3.3.3 Culturing KCs (Continue Here After Step 5 in Subheading 3.3.1)

1. 1.

   Seed 0.20 × 10⁶ KCs/200 μl AIM V medium/cm² growth area in non-coated cell culture wells. Place in a humidified CO₂ incubator at 5% O₂.

2. 2.

   After 35 min carefully wash with PBS or medium.

3. 3.

   The KCs are now ready for experiments. Characteristic morphology of cultured KCs is shown in Fig. 8c, d. See Note 10 for details regarding purity of cultured KCs.

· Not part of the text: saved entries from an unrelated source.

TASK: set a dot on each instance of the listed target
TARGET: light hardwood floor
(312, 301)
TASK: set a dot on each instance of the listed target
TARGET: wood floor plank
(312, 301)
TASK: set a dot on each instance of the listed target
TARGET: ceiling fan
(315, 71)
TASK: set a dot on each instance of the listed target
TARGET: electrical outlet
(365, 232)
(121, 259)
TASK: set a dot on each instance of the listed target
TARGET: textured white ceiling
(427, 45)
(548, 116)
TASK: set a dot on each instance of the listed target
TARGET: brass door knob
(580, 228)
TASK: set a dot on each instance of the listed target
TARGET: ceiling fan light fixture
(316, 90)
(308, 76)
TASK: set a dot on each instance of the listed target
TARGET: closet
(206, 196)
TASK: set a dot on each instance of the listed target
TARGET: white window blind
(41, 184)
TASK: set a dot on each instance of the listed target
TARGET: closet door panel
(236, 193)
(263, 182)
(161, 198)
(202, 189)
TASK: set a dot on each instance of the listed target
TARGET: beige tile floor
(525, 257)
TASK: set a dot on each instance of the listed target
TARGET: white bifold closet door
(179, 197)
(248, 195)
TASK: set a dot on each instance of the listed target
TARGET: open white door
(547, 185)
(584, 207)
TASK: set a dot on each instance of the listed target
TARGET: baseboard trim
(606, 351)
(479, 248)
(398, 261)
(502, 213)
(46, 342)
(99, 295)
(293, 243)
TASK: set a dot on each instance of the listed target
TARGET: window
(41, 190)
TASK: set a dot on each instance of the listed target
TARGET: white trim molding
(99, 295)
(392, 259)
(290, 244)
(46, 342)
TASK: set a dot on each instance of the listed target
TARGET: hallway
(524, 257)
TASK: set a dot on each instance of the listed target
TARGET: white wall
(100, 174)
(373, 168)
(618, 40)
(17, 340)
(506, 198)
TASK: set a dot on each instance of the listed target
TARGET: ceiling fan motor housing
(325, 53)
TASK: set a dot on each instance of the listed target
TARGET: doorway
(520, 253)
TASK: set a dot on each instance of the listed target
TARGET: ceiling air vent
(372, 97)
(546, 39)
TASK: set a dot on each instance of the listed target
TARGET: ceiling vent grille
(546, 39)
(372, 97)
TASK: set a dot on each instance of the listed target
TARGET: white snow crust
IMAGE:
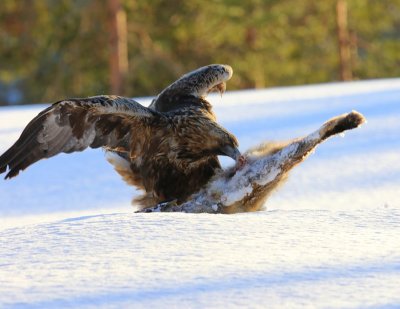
(328, 239)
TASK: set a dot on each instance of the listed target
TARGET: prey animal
(168, 149)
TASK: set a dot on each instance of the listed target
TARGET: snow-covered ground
(330, 237)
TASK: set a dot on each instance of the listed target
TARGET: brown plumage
(171, 147)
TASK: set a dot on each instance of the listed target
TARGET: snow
(329, 237)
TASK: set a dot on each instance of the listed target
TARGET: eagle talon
(240, 162)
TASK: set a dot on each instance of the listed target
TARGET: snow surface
(329, 239)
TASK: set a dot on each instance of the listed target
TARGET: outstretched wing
(192, 86)
(73, 125)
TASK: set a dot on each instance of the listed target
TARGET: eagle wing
(192, 86)
(74, 125)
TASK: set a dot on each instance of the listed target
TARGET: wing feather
(191, 87)
(74, 125)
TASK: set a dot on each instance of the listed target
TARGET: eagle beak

3.3.4 Isolation and Culturing of HCs (Continue Here After Step 4 in Subheading 3.3)

1. 1.

   Filter the resuspended HC-enriched pellet through a 70 μm cell strainer to get rid of debris and cell aggregates that remain undissociated after the Liberase™ and centrifuge the filtrate (54 × g for 2 min at 4 °C; max acceleration/deceleration).

2. 2.

   Mix resulting pellet with 45% Percoll and centrifuge (1350 × g for 25 min at 4 °C; set acceleration/deceleration to 5 on scale from 1 to 9).

3. 3.

   After centrifugation remove the Percoll above the cell layer, fill up the tube with William’s E medium, and mix with the remaining bottom layer of Percoll which contains the purified HCs. Spin down the HCs (54 × g for 2 min at 4 °C; max acceleration/deceleration).

4. 4.

   Resuspend in William’s E medium and count the HCs. At this point the HCs may be analyzed for contents of drug if administered prior to the liver perfusion procedure. Determine viability, e.g., by the trypan blue exclusion test. See Note 11 for details regarding viability of HCs.

5. 5.

   If the HCs are to be used for in vitro analysis of drug uptake and intracellular processing, they may be cultured according to the procedure described in steps 5–7 in Subheading 3.3.4.

6. 6.

   Seed 0.15 × 10⁶ HCs/200 μl William’s E medium with supplements (see step 5 in Subheading 2.3) and 5% fetal bovine serum/cm² growth area in fibronectin-coated cell culture wells. Place in a humidified CO₂ incubator at 20% O₂ (see Note 12).

7. 7.

   After 4 h very carefully wash with William’s E medium using a 1 ml pipette. Continue cultivating the HCs in William’s E medium with supplements (see step 5 in Subheading 2.3), with or without serum. See Note 13 regarding maintenance and serum requirement for HC cultures.

8. 8.

   The HC cultures are now ready for experiments. Characteristic morphology of cultured HCs is shown in Fig. 8e. See Note 14 regarding purity of HC cultures.